Expertise & Qualifications
- Finance and risk management: Assistant Treasurer at Boeing overseeing FX/commodity/inflation hedging, cash investments, and global banking infrastructure; enterprise risk and accounting experience cited in her selection rationale.
- Investment management: CFO at Blum Capital Partners with responsibility across finance, operations, compliance, and tax; manages corporate investments including hospitality/real estate.
- Education: MBA (Stanford), MS Physics (MIT), BS Physics (Southern University).
- Audit Committee financial expertise: All Audit members deemed “financial experts.”
Equity Ownership
| Item | Detail |
|---|---|
| Beneficial ownership (as of record date Mar 20, 2025) | 10,535 shares; less than 1% of outstanding |
| Ownership guidelines | Directors: 4x annual cash retainer; retain 50% of net-after-tax equity awards until met; 5-year compliance window from becoming director. |
| Compliance status | As of filing, Ms. Mims (and Mss. Kirby, Behar; Mr.

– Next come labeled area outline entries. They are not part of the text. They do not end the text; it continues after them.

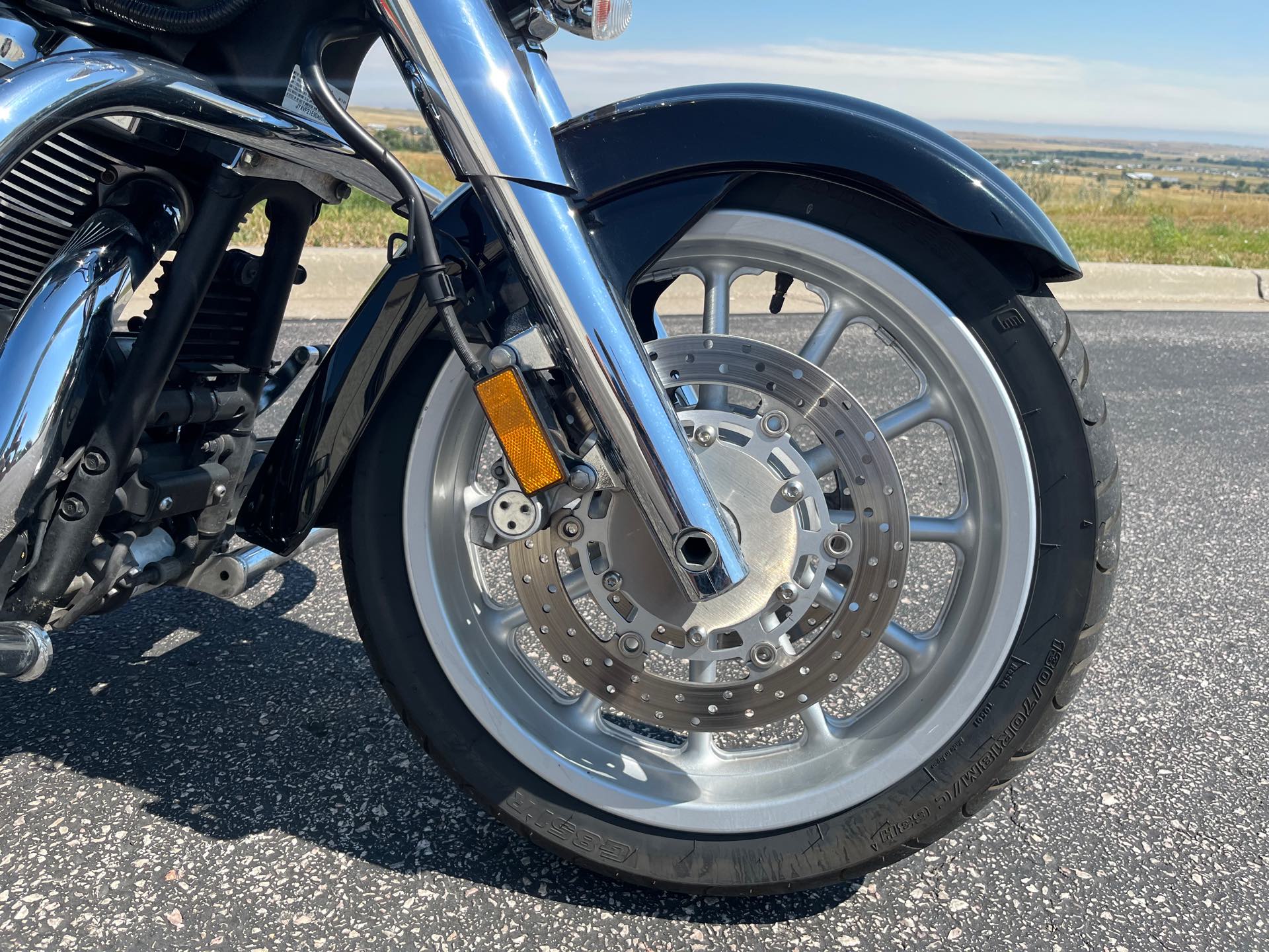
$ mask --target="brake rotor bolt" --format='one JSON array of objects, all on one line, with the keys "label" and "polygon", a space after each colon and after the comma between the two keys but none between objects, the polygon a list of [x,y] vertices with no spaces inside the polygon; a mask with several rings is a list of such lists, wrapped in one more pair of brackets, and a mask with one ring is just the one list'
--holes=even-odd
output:
[{"label": "brake rotor bolt", "polygon": [[763,434],[768,437],[783,437],[789,428],[789,418],[779,410],[772,410],[763,418]]},{"label": "brake rotor bolt", "polygon": [[829,559],[845,559],[850,555],[854,542],[844,532],[834,532],[824,539],[824,553]]},{"label": "brake rotor bolt", "polygon": [[[755,668],[770,668],[775,664],[775,649],[768,645],[765,641],[754,645],[754,650],[749,652],[749,660],[754,663]],[[754,691],[761,691],[761,684],[755,684]]]},{"label": "brake rotor bolt", "polygon": [[783,486],[780,486],[780,498],[787,503],[796,503],[805,495],[802,484],[797,480],[789,480]]}]

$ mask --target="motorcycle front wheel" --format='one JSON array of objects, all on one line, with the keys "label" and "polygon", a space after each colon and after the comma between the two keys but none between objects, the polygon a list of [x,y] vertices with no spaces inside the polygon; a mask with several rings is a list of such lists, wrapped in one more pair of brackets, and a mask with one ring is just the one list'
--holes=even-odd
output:
[{"label": "motorcycle front wheel", "polygon": [[[759,274],[820,303],[732,315]],[[350,602],[429,754],[536,843],[685,892],[840,882],[981,809],[1074,697],[1118,560],[1105,401],[1044,287],[853,192],[733,194],[648,272],[676,277],[704,314],[648,348],[747,592],[676,604],[622,494],[475,546],[496,442],[420,353],[352,475]]]}]

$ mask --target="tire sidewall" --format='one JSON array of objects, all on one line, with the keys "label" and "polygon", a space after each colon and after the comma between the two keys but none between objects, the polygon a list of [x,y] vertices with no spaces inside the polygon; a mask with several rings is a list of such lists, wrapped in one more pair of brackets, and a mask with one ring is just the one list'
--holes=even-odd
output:
[{"label": "tire sidewall", "polygon": [[829,227],[914,274],[982,344],[1022,419],[1039,513],[1033,589],[1004,669],[939,754],[836,815],[739,838],[629,821],[528,770],[450,687],[410,594],[404,480],[421,407],[448,357],[440,348],[412,358],[376,414],[358,451],[340,538],[349,598],[381,680],[468,793],[536,842],[604,875],[666,889],[764,892],[860,875],[963,819],[966,803],[1029,735],[1070,666],[1089,604],[1095,506],[1070,382],[1018,291],[981,254],[935,223],[824,183],[766,183],[733,193],[727,204]]}]

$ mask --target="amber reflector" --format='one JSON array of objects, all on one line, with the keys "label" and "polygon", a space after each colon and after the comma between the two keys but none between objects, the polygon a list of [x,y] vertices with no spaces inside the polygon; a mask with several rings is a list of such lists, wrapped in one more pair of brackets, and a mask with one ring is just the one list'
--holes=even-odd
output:
[{"label": "amber reflector", "polygon": [[518,369],[508,367],[480,381],[476,396],[522,490],[533,495],[563,482],[563,465],[533,409]]}]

Flouhouse) not yet at guideline level but expected to comply within the allowed timeframe. |
| Hedging/pledging | Hedging, shorting, derivatives, and holding in margin accounts prohibited. |
Insider trades (Form 4)
| Transaction date | Filing date | Type | Shares | Price | Post-transaction holdings | SEC link |
|---|---|---|---|---|---|---|
| 2025-07-01 | 2025-07-02 | Award (A) | 4,260 | 0.00 | 14,795 | https://www.sec.gov/Archives/edgar/data/1567925/000162828025034020/0001628280-25-034020-index.htm |
| 2024-07-02 | 2024-07-03 | Award (A) | 4,849 | 0.00 | 10,535 | https://www.sec.gov/Archives/edgar/data/1567925/000162828024031132/0001628280-24-031132-index.htm |
Governance Assessment
- Strengths
- Independent director with dual committee service (Audit and Compensation) and recognized financial expertise; 100% attendance at Board and committee meetings in 2024.
- No related-party transactions reported for 2024; robust related party approvals framework.
- Balanced director pay with standard cash retainer plus one-year vesting restricted stock; anti-hedging and no-margin policy supports alignment.
- Board leadership by an independent chair; regular executive sessions.
- Watch items
- Not yet at ownership guideline level (within permitted five-year window from June 2022); continued progress expected.
- Director cash fee rates increased effective July 1, 2024 (Audit/Comp members and committee chairs; Board chair), modestly shifting cash mix—monitor pay design versus peers and investor sentiment.
- Contextual signals
- 2024 say-on-pay approval ~79% suggests adequate, though not overwhelming, investor support for executive pay practices; Compensation Committee (including Mims) should continue active investor engagement post‑listing.
Overall: Mims brings deep treasury, risk, and investment oversight experience, enhancing audit oversight and pay governance. Independence, full attendance, and standard director equity practices support investor alignment, with no conflict flags disclosed. Continued progress toward stock ownership guidelines is the key alignment milestone to watch.